Vision Golfe: Hub mondial de la logistique verte et opportunités d'affaires

  • L’Arabie saoudite, à travers la Vision 2030, a défini des projets ambitieux dans la filière de la logistique verte, notamment à travers la conclusion de partenariats stratégiques gagnants avec des partenaires étrangers, dont la France
  • «Nos partenariats avec la France sont solides et durables; ils peuvent être considérés comme un exemple dans la région»

PARIS: Une table ronde intitulée «Nouveau hub mondial de la logistique verte dans les pays du Golfe: opportunités de partenariats et nouveaux investissements» a été organisée aujourd’hui à Paris, au ministère de l’Économie, des Finances et de la Souveraineté industrielle et numérique, dans le cadre des journées consacrées à Vision Golfe.
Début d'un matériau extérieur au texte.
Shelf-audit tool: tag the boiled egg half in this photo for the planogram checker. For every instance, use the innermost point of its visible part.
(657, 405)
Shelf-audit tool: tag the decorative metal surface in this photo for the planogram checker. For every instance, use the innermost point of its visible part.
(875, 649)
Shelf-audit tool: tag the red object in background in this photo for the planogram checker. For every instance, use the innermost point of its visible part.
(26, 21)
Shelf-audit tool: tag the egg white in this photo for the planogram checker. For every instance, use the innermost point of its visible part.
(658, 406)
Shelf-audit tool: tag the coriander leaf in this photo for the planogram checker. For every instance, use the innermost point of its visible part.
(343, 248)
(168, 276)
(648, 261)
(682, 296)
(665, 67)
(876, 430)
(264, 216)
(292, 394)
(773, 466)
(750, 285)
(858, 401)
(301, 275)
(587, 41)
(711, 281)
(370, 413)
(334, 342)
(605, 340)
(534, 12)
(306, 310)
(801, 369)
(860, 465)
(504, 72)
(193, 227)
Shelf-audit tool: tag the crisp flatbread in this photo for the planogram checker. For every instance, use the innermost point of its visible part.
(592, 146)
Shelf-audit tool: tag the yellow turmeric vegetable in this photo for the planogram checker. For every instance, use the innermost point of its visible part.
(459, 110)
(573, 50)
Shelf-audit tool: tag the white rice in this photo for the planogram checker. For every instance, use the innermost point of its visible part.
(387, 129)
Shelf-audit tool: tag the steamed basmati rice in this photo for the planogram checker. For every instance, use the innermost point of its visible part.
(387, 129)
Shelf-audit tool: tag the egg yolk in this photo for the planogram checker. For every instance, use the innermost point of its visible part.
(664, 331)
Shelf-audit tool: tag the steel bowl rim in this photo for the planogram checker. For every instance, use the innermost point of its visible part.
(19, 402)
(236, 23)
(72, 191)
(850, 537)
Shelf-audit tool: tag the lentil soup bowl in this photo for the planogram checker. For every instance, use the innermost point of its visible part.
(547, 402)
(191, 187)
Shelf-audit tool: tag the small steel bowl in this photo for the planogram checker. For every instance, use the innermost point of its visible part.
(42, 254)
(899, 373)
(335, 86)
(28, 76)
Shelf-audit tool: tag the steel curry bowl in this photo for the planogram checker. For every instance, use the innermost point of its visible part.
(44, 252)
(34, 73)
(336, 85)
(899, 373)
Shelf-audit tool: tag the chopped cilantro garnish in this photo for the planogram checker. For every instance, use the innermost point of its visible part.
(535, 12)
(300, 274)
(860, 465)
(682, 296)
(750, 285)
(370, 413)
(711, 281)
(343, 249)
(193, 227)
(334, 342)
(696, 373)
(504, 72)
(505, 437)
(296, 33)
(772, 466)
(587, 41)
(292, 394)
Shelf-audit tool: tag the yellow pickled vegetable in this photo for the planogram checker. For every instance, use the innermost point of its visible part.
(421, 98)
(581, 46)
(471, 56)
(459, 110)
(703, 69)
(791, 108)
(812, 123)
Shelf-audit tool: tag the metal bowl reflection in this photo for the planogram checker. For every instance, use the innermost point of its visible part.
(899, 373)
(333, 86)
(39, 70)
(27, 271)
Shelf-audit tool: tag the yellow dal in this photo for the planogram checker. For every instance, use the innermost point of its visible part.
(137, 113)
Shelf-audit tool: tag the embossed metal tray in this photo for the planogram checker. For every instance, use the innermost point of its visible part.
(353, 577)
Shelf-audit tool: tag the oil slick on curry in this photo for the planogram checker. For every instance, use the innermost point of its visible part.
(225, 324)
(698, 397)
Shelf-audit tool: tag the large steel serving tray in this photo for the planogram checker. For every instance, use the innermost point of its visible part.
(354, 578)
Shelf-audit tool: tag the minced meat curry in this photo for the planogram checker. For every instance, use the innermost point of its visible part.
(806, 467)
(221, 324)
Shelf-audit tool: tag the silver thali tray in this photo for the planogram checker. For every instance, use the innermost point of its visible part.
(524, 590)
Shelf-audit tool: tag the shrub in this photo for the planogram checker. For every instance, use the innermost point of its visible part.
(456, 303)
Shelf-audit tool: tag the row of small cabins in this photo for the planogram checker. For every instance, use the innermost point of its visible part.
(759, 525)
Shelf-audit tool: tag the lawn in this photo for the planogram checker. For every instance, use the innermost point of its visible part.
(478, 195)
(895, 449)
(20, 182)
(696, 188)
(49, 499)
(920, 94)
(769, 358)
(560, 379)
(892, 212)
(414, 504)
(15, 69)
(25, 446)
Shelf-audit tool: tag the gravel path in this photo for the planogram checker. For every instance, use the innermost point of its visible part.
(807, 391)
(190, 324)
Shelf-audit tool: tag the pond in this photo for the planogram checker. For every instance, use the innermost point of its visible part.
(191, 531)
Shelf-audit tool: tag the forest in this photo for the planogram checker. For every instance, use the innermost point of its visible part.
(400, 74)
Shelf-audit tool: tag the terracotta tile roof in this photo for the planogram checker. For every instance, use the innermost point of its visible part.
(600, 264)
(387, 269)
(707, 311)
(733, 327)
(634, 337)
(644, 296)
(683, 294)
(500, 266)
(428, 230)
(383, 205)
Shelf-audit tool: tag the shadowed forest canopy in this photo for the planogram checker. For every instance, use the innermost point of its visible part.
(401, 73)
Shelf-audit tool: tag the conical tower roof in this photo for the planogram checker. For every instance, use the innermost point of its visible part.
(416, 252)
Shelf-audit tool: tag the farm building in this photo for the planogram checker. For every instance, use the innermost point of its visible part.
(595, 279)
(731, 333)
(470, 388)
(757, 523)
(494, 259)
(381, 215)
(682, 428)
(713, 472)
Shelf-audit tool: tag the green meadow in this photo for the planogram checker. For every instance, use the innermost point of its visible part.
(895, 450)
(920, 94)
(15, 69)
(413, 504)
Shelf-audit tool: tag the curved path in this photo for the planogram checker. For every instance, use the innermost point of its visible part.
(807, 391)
Cette discussion vise à explorer les perspectives de partenariats et d'investissements dans le secteur de la logistique verte dans la région du Golfe, qui est en train de devenir un nouveau hub mondial.

Le groupe d’intervenants, animé par Ali Itani, directeur régional d’Arab News en français, a rassemblé des représentants des institutions spécialisées dans le domaine de la logistique, des présidents d’infrastructures portuaires ainsi que des institutions financières qui ont pu échanger sur l’évolution du secteur de la logistique verte dans les pays membres du Conseil de coopération du Golfe (CCG).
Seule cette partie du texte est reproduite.